Love, Actually [makes you stupid]
Ever since I moved to Hong Kong, one thing that I'm still not quite used to is PDA. It may be that people in the UK are not very fond of it (or the public display of any emotion for that matter) or that I just live around too many secondary school horn dogs. Either way, I'm sometimes baffled as I stare at couples on the MTR, wondering why they think it's necessary to be glued at the chest - I mean, I always thought that having a conjoined twin is a bad thing. I guess this grope bubble that so many couples use in public is the work of none other than love.
Romantic love is a grand notion - sometimes it seems that the only thing every song, every film, every book cares about is fruitlessly trying to shed some new light on what it means to love and be loved. Well, it's quite simple to me: love makes people stupid. Everyday, people are actually voluntarily choosing to lower their IQs. Tell me - how smart is it to neglect family and friends, believe that sex is the only worthwhile thing to do with you day, and in some cases even change your life plans for another person? You might as well just wave goodbye to your life as you know it.
As I look back on some journal entries about my current love, I can't help but dry heave for about 30 minutes before hiding the damn thing so I don't chuck it down a trash chute. And the entries reappear consistently...for months. It's as if the self-awareness part of my brain has been in serious need of maintenance since I met him. Actually, I think it's since gone on strike as a result of continual neglect. The result? Horridly sappy, self-pitying, cringe-worthy attempts to be deep: entries that are even too embarrassing for deathbeds. I'm well into my 20s dammit and I'd like to think of myself as too old for these pubescent fixations but clearly this is not the case.
So why do we choose to be stupid?

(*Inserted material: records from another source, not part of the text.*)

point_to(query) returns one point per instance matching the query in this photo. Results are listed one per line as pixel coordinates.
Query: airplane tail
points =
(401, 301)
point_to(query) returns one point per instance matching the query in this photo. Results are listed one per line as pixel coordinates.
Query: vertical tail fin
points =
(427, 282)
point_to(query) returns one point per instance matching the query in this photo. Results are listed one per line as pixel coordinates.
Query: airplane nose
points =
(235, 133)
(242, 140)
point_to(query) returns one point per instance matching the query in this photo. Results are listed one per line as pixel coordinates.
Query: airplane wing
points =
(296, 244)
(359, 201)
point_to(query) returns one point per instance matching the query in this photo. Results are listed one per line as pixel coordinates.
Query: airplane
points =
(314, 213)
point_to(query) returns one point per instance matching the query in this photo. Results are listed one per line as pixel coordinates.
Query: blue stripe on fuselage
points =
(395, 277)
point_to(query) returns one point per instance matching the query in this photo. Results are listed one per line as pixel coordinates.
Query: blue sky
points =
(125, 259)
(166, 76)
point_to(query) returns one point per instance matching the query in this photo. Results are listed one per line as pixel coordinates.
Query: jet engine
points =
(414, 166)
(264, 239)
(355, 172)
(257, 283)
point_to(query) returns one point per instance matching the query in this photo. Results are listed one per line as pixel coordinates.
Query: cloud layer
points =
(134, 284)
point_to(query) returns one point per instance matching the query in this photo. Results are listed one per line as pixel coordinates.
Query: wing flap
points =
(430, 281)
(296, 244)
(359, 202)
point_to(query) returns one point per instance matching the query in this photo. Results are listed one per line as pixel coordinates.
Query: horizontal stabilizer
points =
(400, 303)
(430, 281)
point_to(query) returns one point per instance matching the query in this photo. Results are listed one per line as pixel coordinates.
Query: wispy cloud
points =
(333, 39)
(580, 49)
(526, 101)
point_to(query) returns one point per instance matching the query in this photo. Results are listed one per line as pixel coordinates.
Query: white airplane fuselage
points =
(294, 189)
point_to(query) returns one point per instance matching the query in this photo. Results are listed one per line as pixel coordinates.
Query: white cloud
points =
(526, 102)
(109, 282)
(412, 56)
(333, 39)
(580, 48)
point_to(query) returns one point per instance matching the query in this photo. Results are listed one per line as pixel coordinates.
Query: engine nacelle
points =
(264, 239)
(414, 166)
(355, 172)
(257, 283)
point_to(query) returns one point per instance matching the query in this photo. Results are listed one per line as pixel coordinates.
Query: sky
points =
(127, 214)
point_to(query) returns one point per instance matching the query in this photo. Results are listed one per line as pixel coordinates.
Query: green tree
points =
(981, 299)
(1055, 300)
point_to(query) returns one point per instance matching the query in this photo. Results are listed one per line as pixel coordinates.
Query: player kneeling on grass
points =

I don't know. Maybe because it's because we just want to be stupid sometimes since most of our social interactions involves efforts to appear more intellectual and put together than we actually are. When in love, you're free to overreact, overindulge, overeat (in more ways than one), and at the end of the day, you can blame those crazy chemical reactions in your brain that have chained you to that person.
Or maybe it's because thinking about someone else before you think about yourself is so stupid but so beautiful. What does everyone think?